Another 50 Detroit families will own the homes they currently live in, thanks to a city program.
The Detroit Land Bank Authority’s occupied buy-back program allows some people living in land bank-owned homes to buy those homes for a $1,000 down payment and some additional savings toward future property taxes, after completing some required classes.
Many in the program are former homeowners who lost their homes to property tax foreclosure. Others meet the land bank’s criteria of having “some connection” to the property: renters at the time the home went into foreclosure, relatives of the former homeowner, or those who have paid a year’s worth of utility bills or made significant improvements to the property.
Michael McGee has lived in the home he now owns for two and a half years. He got the home through word of mouth from friends of a family friend, who lost it to foreclosure.
“So I took it over. The buyback program worked for me very well,” McGee said.
He said owning the home “takes a lot of stress off. Four kids, we finally got a stable roof over our heads. It feels great. Feels wonderful.”
Aziza Alexander also has four kids. She bought her home in 2011, but lost it to tax foreclosure after a combination of disabilities and illness after her mother’s death left her unable to make payments.
“It was really, truly a blessing,” Alexander said of the buy-back program, which took her nearly two years to complete. “The hard work … it’s paying off. I can keep my home, and I can keep my children with a roof over their head.”
Alexander both laughed and cried when she talked about actually getting the deed back.
It’s going to be real, real waterworks,” she said. “Because it means … I got something. I have a little something. It ain’t much, but I got it. It’s mine.”
Detroit Land Bank Executive Director Saskia Thompson says about 320 people have completed the program so far, hundreds more are currently enrolled, and “we’re willing to take more every day.”
The land bank estimates around 3,500 of its inventory of more than 25,000 homes are occupied.
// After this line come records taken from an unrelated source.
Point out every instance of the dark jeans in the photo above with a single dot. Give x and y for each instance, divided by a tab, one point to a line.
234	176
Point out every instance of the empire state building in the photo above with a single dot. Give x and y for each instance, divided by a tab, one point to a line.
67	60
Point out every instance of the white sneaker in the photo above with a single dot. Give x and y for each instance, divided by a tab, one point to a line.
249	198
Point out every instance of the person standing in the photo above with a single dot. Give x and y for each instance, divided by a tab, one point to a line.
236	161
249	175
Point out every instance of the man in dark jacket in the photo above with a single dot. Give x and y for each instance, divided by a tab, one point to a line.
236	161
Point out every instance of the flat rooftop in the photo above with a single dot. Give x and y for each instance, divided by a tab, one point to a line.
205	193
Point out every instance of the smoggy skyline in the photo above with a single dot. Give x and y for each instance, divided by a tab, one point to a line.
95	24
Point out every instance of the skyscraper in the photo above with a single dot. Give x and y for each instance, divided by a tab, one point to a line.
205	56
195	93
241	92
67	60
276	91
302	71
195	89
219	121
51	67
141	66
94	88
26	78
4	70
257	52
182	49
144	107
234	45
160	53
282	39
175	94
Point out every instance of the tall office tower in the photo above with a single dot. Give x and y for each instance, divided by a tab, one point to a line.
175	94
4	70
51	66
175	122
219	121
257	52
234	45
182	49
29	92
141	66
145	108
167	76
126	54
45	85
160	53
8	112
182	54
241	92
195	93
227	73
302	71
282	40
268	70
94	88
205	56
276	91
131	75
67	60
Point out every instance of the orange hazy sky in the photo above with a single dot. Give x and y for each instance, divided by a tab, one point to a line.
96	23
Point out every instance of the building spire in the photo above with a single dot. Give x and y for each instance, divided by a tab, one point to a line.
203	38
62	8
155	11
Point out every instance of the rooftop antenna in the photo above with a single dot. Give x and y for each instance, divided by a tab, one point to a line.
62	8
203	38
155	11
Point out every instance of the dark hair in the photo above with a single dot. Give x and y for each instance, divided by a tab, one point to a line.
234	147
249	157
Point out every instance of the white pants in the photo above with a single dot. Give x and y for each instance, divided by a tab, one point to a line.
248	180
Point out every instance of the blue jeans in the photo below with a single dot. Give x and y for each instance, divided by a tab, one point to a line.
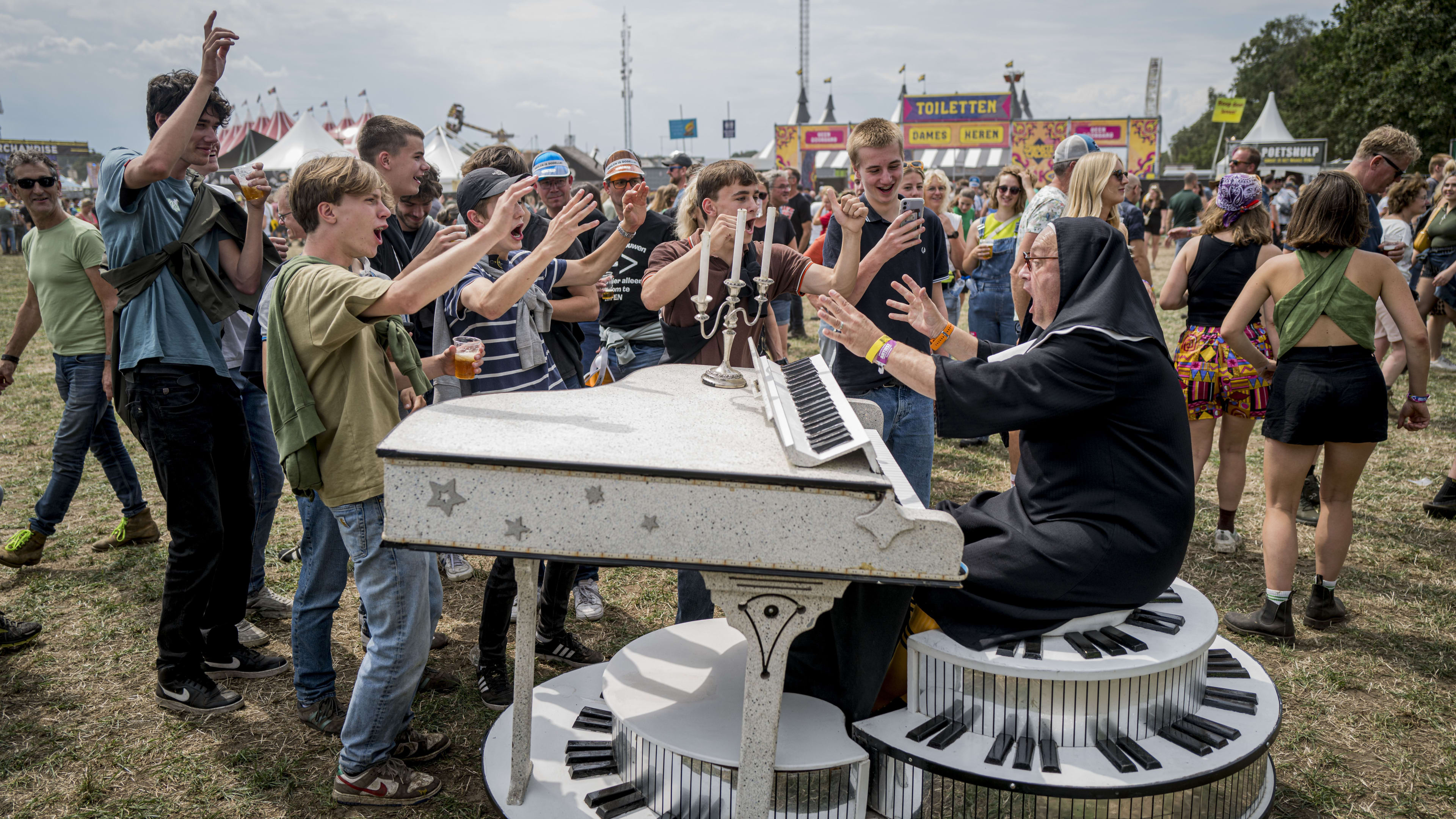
88	422
909	432
267	473
395	586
Detroit Mayor Mike Duggan has set a goal of relieving the land bank of that entire inventory one way or another in the next five years, freeing it up to manage its even vaster inventory of Detroit’s vacant land.
Thompson calls that goal “aggressive,” but thinks it’s achievable.
“The combo of demolishing the homes that can’t be renovated, selling the homes that can, and our occupy program to make sure that people who find themselves in an occupied home have the opportunity to purchase it … with all of that layered strategy, we do think we can manage the goal of becoming structure-free in the next five years,” Thompson said.